Following the discovery of Citizendium's dire financial situation by its newly appointed "Management Council" (see last week's Signpost: "Citizendium's finances running low"), the possibility of the Wikimedia Foundation throwing the wiki a lifeline has been brought up on the Foundation's mailing list. User:Geni suggested that the Foundation provide temporary support to Citizendium, in the form of "[an] offer to host Citizendium on our servers at no cost for a period of 1 (one) year offering a level of support equivalent to our smaller projects." Citizendium, which aims to become "the world's most trusted encyclopedia and knowledge base," was created in 2006 by Wikipedia co-founder Larry Sanger, and went public on March 25, 2007. More recently, Sanger has been involved in several controversial conflicts with the Wikimedia Foundation, most notably accusing Commons of "knowingly distributing child pornography". Following his planned resignation from his post as editor-in-chief, the project's new leadership discovered and published details about its financial situation, most detailedly in a November 12 "Message to the Citizendium Community", which among other expenses noted Internet hosting costs including $750/month for servers "with significantly more processing power than we need", and expressed the intention "to move to a more reasonably provisioned configuration."

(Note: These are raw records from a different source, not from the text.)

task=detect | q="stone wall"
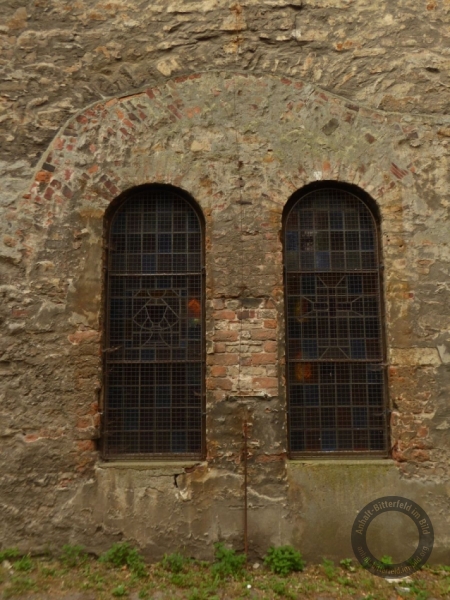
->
[0,0,450,560]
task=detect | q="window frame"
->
[99,184,206,464]
[281,181,391,460]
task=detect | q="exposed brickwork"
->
[0,41,450,555]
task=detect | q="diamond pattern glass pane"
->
[103,187,204,458]
[284,189,387,454]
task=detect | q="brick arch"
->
[21,72,412,268]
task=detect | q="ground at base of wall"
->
[0,557,450,600]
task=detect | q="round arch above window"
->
[284,183,388,456]
[102,185,205,459]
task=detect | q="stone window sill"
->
[97,460,206,474]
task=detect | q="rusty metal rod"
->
[244,413,248,561]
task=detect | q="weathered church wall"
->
[0,0,450,561]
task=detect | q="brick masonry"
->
[0,0,450,557]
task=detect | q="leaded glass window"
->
[284,188,387,455]
[103,186,204,459]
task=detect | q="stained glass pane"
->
[285,189,387,453]
[103,188,204,458]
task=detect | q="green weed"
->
[0,548,20,563]
[60,544,88,568]
[14,554,34,572]
[322,558,336,581]
[3,575,37,598]
[111,584,128,598]
[161,552,189,573]
[264,546,306,577]
[211,542,246,579]
[339,558,356,573]
[99,542,147,577]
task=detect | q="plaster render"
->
[0,0,450,562]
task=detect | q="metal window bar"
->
[102,187,205,460]
[284,189,388,457]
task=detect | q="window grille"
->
[103,186,204,459]
[284,188,387,456]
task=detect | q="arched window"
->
[103,186,204,459]
[284,186,387,456]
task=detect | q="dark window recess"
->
[284,189,387,456]
[103,188,204,459]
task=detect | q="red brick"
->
[252,377,278,390]
[76,440,95,452]
[206,377,233,390]
[239,356,252,367]
[264,319,277,329]
[252,352,277,365]
[209,352,239,366]
[255,452,286,463]
[36,171,52,182]
[77,417,92,429]
[213,310,236,321]
[213,298,225,310]
[237,310,255,320]
[211,365,227,377]
[263,341,278,352]
[251,329,277,340]
[214,330,238,342]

On Foundation-l, the proposal has been garnering some opposition but also tentative to enthusiastic support, assuming that the Foundation has the technical capacities; one editor offers his advice: "In business I have found that the most successful companies are those that reach out, build relationships with, and where possible help others that are compatible."
On the Citizendium forums, the new Managing Editor (who happens to be a member of the Wikimedia Foundation's Research Committee) noted the suggestion with caution: "I think we should be attentive to that discussion, while continuing to explore other options". The Chief Constable added that "regardless of whether we have financial issues, having a healthy relationship with wikipedia is a good thing", to which other members of the Management and Editorial Councils agreed, one of them saying that "the antagonism that has been occasionally voiced is very strange to me". A tech staff member cautioned not to "get too excited about this": "Having briefly worked with some of the WMF people responsible for their systems, I think the probability of them allowing CZ to run our modified [ MediaWiki ] code on their systems is pretty low (near zero). They have too many problems of their own to take on ours". And in a comment to the Signpost on Twitter, Larry Sanger rejected the idea outright – "we aren't THAT desperate", later clarifying that he was speaking only for himself, but that "I wouldn't touch [Wikipedia]'s nest of vipers with a ten-foot pole".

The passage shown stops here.